I certainly agree. We’re in a comfortable, not big, home in a growing suburb with a reasonable mortgage. This rate rise won’t put us on the street but it will make things tougher.
I think a lot of people should take your advice and move up to where they want to go gradually. There are lots of young people who have jumped into a mortgage that is way too large to begin with so that they can have their dream home. It’s not much of a dream when you need to work every hour of the day just to meet payments. If they’d started small they’d be on the way to something better rather than struggling.
There are also some families who have started small but the high price of houses has meant that even though they’re in a very modest home, their repayments are anything but modest. I imagine they’re the people that will hurt the most.
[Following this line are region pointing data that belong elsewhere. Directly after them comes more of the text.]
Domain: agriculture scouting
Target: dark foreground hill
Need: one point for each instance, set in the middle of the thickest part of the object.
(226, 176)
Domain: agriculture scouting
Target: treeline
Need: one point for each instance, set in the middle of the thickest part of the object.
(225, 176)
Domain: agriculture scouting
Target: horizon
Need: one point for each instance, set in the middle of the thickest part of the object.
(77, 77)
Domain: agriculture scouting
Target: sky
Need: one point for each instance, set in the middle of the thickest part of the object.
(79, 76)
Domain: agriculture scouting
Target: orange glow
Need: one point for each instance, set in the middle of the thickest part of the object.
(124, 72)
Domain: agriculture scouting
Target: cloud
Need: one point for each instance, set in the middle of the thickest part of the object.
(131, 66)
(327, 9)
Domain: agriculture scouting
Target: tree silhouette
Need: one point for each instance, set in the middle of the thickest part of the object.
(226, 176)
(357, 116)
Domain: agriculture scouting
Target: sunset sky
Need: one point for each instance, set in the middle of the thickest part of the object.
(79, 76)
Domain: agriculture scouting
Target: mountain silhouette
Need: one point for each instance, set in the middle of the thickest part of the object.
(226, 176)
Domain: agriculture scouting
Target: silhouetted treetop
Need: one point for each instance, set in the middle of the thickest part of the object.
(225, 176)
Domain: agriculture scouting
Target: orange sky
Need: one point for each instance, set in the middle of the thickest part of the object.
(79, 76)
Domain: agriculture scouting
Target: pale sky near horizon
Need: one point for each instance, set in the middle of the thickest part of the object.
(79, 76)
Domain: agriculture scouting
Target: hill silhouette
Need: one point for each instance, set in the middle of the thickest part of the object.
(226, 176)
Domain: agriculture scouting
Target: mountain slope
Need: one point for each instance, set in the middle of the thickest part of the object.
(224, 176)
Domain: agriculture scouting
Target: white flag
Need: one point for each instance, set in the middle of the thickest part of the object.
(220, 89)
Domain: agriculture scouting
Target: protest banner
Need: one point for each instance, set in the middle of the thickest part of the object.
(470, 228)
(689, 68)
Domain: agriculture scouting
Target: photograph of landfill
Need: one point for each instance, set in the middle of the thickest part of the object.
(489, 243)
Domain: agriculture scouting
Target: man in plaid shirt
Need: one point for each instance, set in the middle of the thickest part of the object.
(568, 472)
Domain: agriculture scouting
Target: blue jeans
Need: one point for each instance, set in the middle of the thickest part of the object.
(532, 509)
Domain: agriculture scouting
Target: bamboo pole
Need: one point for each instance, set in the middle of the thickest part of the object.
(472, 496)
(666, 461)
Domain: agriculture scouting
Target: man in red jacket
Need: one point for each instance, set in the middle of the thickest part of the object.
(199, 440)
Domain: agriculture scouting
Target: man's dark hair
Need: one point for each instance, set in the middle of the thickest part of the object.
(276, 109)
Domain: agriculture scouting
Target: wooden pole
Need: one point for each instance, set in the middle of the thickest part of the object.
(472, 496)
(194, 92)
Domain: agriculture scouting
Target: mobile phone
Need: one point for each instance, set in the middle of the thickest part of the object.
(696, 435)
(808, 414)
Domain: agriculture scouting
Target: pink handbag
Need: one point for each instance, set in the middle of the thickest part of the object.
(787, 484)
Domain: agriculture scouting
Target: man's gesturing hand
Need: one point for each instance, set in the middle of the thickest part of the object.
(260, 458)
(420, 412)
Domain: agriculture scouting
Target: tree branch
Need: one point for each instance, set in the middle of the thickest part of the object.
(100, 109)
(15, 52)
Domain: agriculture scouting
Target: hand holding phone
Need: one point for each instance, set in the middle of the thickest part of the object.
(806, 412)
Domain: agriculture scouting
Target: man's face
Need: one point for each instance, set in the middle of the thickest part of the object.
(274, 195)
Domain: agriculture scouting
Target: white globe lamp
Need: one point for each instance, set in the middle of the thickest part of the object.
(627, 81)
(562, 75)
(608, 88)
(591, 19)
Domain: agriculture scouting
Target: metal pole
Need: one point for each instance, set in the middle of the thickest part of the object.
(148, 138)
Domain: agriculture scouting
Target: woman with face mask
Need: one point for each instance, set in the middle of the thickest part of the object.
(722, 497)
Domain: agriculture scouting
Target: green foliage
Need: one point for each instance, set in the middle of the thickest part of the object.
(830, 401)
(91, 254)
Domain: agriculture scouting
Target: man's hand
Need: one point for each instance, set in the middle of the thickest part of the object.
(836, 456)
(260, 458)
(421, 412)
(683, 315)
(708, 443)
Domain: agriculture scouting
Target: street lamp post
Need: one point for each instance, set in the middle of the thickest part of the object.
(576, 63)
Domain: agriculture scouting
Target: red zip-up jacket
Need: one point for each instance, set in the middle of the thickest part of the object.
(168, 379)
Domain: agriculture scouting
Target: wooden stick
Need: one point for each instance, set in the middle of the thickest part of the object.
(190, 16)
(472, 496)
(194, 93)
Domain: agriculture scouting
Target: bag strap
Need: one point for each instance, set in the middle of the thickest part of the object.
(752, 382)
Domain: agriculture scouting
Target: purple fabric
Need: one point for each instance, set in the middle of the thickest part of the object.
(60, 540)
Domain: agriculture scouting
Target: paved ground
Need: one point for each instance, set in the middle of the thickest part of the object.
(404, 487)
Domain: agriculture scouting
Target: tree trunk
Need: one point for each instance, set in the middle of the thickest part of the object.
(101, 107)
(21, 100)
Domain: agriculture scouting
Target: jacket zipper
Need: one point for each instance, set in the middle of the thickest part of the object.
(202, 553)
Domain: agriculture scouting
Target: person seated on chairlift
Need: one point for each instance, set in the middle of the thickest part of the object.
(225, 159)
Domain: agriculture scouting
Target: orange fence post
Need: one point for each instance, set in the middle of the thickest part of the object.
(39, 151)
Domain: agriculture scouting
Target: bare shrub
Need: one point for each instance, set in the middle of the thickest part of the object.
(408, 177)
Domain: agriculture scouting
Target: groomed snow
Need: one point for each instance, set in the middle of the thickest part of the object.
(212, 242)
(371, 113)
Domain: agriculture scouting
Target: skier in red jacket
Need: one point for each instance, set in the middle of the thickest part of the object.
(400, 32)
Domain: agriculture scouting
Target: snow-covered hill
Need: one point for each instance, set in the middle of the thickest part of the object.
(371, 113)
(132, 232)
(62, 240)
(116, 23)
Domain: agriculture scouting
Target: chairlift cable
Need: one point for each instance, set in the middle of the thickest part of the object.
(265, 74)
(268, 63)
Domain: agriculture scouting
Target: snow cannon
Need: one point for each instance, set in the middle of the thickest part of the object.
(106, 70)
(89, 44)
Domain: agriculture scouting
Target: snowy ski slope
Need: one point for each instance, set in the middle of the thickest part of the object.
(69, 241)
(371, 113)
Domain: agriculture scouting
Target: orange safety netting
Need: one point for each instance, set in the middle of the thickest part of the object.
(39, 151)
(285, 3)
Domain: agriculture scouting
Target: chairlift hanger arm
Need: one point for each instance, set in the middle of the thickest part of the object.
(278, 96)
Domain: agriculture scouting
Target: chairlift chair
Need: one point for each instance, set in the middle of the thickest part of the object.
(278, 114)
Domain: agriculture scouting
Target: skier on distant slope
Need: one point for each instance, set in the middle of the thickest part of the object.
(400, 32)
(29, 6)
You make some good points. I am no economic expert, but it seems to me that the average person is suffering while a nameless bureaucrat makes decisions with no accountability or understanding of the consequence of their decision.
I hear you Rodney.
We are paying rent which is higher than our friends’s morgage, and there for we can’t save enough or fast enough to have a deposit that will keep the bank happy to give us a morgage loan. So we are also just stuck where we are. We felt hubby had no choice than to work FIFO so one day we can also say we have bought our own place.
How long will we have to endure this and put as much money away we can we don’t know but we hope not long because it’s horrible and we both don’t like it but felt we need the security of a home and almost had no choice. With renting we have to move every 2 -3 years and it’s horrible and costly. And trust me, when it one day comes to buying it will also be a modest family home.